According to Moynihan, Heath, and Henry (2002), there are five strategies involved in this phenomenon: “turning ordinary ailments into medical problems, seeing mild symptoms as serious, treating personal problems as medical, seeing risks as diseases, and framing prevalence estimates to maximise potential markets”.
Viagra® (sildenafil citrate), manufactured by Pfizer, was approved as the first drug treatment for erectile dysfunction by the US Food and Drug Administration (FDA) in 1998. In a few weeks of selling, more than one million American men had received a prescription and it ceased to be the exclusive focus of specialists (such as urologists and psychiatrists) and gained space among generalists (Ghofrani, Osterloh, & Grimminger, 2006).
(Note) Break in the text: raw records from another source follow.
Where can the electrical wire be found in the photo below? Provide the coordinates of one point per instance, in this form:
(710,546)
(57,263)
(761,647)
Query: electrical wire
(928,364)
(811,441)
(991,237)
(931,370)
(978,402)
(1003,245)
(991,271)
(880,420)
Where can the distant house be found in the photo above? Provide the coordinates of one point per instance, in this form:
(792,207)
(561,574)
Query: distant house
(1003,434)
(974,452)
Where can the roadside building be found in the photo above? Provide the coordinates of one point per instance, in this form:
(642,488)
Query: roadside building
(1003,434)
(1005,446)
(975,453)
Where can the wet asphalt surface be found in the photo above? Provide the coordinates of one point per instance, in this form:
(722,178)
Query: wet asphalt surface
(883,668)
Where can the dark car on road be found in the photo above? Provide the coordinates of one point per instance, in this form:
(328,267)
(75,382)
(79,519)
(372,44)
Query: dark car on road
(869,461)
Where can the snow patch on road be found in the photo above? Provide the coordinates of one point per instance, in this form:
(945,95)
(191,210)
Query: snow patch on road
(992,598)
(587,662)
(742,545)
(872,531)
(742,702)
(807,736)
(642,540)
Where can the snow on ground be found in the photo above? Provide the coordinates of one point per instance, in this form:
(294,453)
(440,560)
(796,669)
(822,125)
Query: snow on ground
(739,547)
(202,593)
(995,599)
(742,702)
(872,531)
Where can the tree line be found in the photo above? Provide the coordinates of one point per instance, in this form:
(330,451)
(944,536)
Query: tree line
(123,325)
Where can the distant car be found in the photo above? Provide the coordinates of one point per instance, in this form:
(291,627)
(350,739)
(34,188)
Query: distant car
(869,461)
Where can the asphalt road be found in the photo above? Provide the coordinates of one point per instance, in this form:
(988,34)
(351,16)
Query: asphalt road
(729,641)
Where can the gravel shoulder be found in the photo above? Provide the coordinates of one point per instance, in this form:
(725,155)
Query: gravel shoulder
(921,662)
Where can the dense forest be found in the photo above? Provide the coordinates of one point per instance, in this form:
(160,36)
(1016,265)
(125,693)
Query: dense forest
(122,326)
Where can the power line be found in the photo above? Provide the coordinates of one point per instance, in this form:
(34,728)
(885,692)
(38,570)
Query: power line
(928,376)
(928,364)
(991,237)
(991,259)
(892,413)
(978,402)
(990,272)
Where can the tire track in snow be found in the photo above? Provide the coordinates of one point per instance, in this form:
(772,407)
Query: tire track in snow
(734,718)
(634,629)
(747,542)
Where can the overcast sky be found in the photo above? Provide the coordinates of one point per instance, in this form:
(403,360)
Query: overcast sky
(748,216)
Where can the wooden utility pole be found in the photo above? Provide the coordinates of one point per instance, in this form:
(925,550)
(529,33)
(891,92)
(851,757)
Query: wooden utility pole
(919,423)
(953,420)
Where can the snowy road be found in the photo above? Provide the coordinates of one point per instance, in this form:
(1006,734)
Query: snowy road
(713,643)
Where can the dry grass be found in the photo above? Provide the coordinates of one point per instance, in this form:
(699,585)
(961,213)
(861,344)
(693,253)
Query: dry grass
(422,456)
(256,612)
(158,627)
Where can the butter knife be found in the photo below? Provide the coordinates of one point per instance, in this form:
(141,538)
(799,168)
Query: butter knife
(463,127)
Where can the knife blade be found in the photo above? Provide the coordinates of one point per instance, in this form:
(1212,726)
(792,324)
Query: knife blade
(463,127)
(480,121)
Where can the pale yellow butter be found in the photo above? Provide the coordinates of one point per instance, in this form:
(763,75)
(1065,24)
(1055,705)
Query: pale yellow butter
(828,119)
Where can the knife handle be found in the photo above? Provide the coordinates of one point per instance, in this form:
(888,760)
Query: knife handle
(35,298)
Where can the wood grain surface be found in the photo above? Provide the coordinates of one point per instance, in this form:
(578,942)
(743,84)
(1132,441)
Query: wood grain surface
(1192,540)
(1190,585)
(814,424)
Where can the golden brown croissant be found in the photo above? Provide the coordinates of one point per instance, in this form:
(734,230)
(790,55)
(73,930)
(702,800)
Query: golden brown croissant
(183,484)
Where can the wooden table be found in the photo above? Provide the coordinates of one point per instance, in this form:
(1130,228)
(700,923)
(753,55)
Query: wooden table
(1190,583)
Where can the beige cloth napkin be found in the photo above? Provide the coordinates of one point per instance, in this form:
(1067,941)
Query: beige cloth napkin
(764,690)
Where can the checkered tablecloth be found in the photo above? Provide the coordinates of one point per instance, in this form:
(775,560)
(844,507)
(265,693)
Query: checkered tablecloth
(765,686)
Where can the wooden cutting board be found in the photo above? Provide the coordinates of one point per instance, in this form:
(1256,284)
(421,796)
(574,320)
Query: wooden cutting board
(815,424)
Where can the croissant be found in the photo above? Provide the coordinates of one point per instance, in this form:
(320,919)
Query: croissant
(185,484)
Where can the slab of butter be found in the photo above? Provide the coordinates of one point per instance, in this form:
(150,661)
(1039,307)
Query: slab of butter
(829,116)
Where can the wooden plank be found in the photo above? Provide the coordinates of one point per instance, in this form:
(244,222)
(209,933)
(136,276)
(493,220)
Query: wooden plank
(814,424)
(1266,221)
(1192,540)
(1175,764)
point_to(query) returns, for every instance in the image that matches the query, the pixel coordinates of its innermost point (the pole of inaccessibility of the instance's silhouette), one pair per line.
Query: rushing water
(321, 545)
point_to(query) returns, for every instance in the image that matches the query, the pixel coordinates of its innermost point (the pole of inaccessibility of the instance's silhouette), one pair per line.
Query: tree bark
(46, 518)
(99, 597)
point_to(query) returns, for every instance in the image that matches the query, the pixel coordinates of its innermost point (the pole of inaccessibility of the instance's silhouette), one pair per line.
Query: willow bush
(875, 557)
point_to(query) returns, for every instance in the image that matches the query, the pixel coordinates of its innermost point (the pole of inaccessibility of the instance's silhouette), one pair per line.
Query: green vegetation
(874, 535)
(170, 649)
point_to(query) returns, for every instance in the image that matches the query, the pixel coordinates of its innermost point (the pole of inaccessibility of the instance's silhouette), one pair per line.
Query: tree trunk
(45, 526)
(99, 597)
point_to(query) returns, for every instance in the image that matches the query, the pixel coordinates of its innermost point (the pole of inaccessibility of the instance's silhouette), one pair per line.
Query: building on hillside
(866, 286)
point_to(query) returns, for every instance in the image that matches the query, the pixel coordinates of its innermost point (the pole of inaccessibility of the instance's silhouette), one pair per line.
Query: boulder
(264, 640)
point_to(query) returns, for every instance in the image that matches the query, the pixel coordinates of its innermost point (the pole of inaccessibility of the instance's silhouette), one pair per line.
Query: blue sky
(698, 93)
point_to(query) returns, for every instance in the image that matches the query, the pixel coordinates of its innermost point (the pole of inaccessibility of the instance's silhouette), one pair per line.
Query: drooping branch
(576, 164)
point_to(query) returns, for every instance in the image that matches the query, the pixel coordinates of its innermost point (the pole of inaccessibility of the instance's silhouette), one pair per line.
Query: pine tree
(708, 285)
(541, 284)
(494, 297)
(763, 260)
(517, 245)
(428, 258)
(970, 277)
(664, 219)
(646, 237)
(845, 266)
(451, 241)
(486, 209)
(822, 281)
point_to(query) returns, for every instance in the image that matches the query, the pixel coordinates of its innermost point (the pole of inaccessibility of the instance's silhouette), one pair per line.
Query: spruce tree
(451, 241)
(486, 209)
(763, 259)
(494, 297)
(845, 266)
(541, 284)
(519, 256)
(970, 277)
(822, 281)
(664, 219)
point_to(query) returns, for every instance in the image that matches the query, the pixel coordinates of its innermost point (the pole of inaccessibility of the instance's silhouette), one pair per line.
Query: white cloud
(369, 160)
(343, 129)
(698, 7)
To ensure this success, Pfizer has used several of the disease-mongering strategies.
Referring to prevalence and incidence studies financed by the company itself, in which worked company members from Brazil and other countries in the Americas (Moreira Jr et al., 2001; Moreira Jr et al., 2003; Morillo, Díaz, Estevez, Costa, Méndez, Dávila, Medero, Rodriguez, Chaves, Vinueza, Ortiz, & Glasser, 2002), Pfizer endeavored to popularize the discussion on the subject, publicizing the disease and including virtually any man in the public that could be treated (Lexchin, 2006). Based on Moreira Jr et al. (2001), for example, the manufacturer can claim that 46% of men have erectile dysfunction, not mentioning that in almost 95% it is a mild or moderate, even temporary, problem. In addition, the possibility of drug treatment was positively influenced by an antideclinal discourse according to which no man should lose the ability to have a satisfactory erection at any time (Potts, Grace, Vares, & Gavey, 2006), triggering and reinforcing demonstrations of masculinity through sex and constituting a “Viagra Man” (Loe, 2006). Promotion of Viagra’s concurrents highlighted technological advances such as the rapid onset of action of Levitra® (vardenafil) (Bayer HealthCare Pharmaceuticals Inc., 2014) and the long duration of Cialis® (tadalafil) (Eli Lilly and Company, 2017). Additionally, they promised improvements in “natural” sex which symbolically appeals to hegemonic masculinity and promotes a nonmedical “lifestyle” use of the drugs—expanding their use even among young, healthy men (Wiencke, 2006).
Looking forward to a comprehensive primary health care (PHC), family physicians must be capable of working up with patients worried about erection problems who search them, frequently without a clear complaint (Baldwin, Ginsberg, & Harkawayet, 2003; Jackson, 2005; Modesto, 2016;Starfield, 1998). Likewise, one of the objectives of the Brazilian National Policy for Integral Attention to Men’s Health (PNAISH) is “to stimulate, implement and qualify personnel for attention to male sexual dysfunctions” (Brazil, Ministry of Health, 2009).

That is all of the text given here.